The Research Data Centres (RDC) Program

Decision-makers need an up-to-date and in-depth understanding of Canadian society to help them respond not only to today's needs, but to anticipate tomorrow's as well. This need is underlined by a growing demand for analytical output from the rich sources of data collected by Statistics Canada.

The Research Data Centres RDCs are part of an initiative by Statistics Canada, the Social Sciences and Humanities Research Council (SSHRC) and university consortia to help strengthen Canada's social research capacity and to support the policy research community. The program would like to acknowledge the generous support of the Canada Foundation for Innovation (CFI) and the Canadian Institutes of Health Research (CIHR).

RDCs provide researchers with access, in a secure university setting, to microdata from population and household surveys. The centres are staffed by Statistics Canada employees. They are operated under the provisions of the Statistics Act in accordance with all the confidentiality rules and are accessible only to researchers with approved projects who have been sworn in under the Statistics Act as 'deemed employees.'

RDCs are located throughout the country, so researchers do not need to travel to Ottawa to access Statistics Canada microdata.

RDC origins

In 1998, the Canadian Initiative on Social Statistics studied the challenges facing the research community in Canada. One of the recommendations of the national task force PDF iconreport on the Advancement of Research using Social Statistics was the creation of research facilities to give academic researchers improved access to Statistics Canada's microdata files. This access would allow researchers in the social sciences to build expertise in quantitative methodology and analysis.

The benefits of RDCs

The research data centres provide opportunities to:

  • generate a wide perspective on Canada's social landscape;
  • provide social science research facilities across the country in both larger and smaller population centres;
  • expand the collaboration between Statistics Canada, SSHRC, CIHR, CFI, universities and academic researchers, and build on the Data Liberation Initiative; and
  • train a new generation of Canadian quantitative social scientists.

The difference between a confidential microdata file and a Public Use Microdata file (PUMF)

A Research Data Centre (RDC) provides access to Statistics Canada’s confidential microdata files. RDCs operate under the provisions of the Statistics Act in accordance with confidentiality rules. They are accessible only to researchers with approved projects who have been sworn in as "deemed employees" of Statistics Canada. The RDC confidential microdata files contain most of the original information collected during the survey interview with the subject as well as derived variables added to the dataset afterwards. They also contain the Bootstrap weights used to calculate the exact variance. These weights are available only in the Master file.

However, not all research projects require access to the confidential microdata files. In many cases, a Public Use Microdata File (PUMF) is sufficient in meeting a researcher’s needs. A PUMF is manipulated by aggregating, capping, or completely deleting variables that are considered "identifiers". As a result, an individual survey respondent cannot be identified. For example, age and income are grouped, body height is capped and grouped, and most of the geographic variables are removed with the exception, in most cases, of the province and health region where the respondent resides. The Data Liberation Initiative (DLI) at Statistics Canada is the portal which provides Canadian universities with the PUMFs.

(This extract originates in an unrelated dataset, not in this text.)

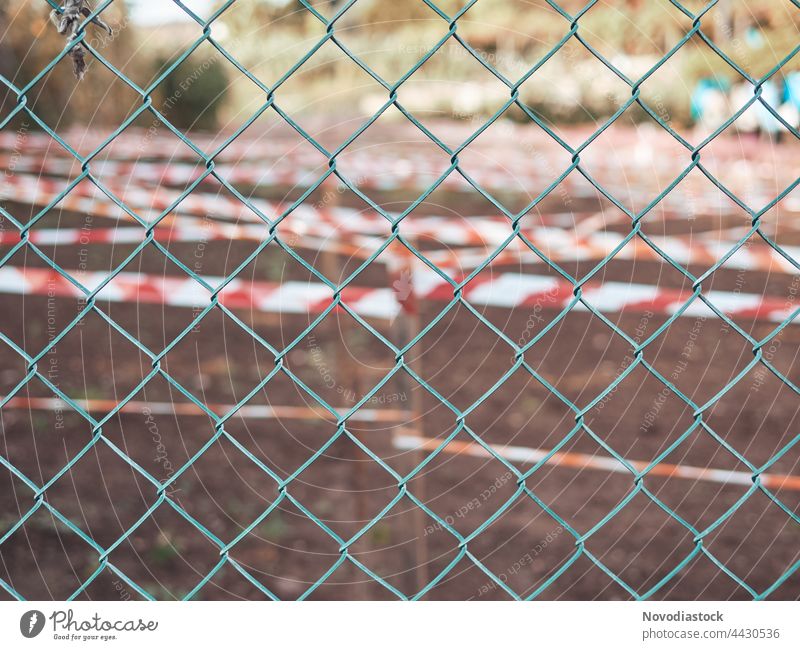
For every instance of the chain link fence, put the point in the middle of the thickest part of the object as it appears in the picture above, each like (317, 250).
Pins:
(229, 294)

The RDC mode of access is appropriate when a research question can only be answered using inferential statistical analysis on the confidential microdata. The researcher must become a “deemed employee” of Statistics Canada and conducts the analysis in a secure computer lab. RDC research is appropriate when:

  • access to sensitive variables not provided in the PUMF is required for the analysis
  • a PUMF does not exist
  • longitudinal data are required for the analysis
  • the analytical work is complex in nature and not suitable for other forms of data access.

Example of a PUMF and a Confidential Micro-data File

To protect confidentiality, the CCHS PUMF contains limited information on each respondent involving suppressed data, levels of geography restricted to the province and health region and broad variable coding (e.g. income and education categories).

By contrast, the CCHS micro-data Master file contains disaggregated information on each respondent including variables suppressed in the public file (e.g. the exact body height of a respondent), lower levels of geography (e.g. CMA and postal code), more detailed variable coding (e.g. additional categories of income and education) and variables at a continuous scale (e.g. age).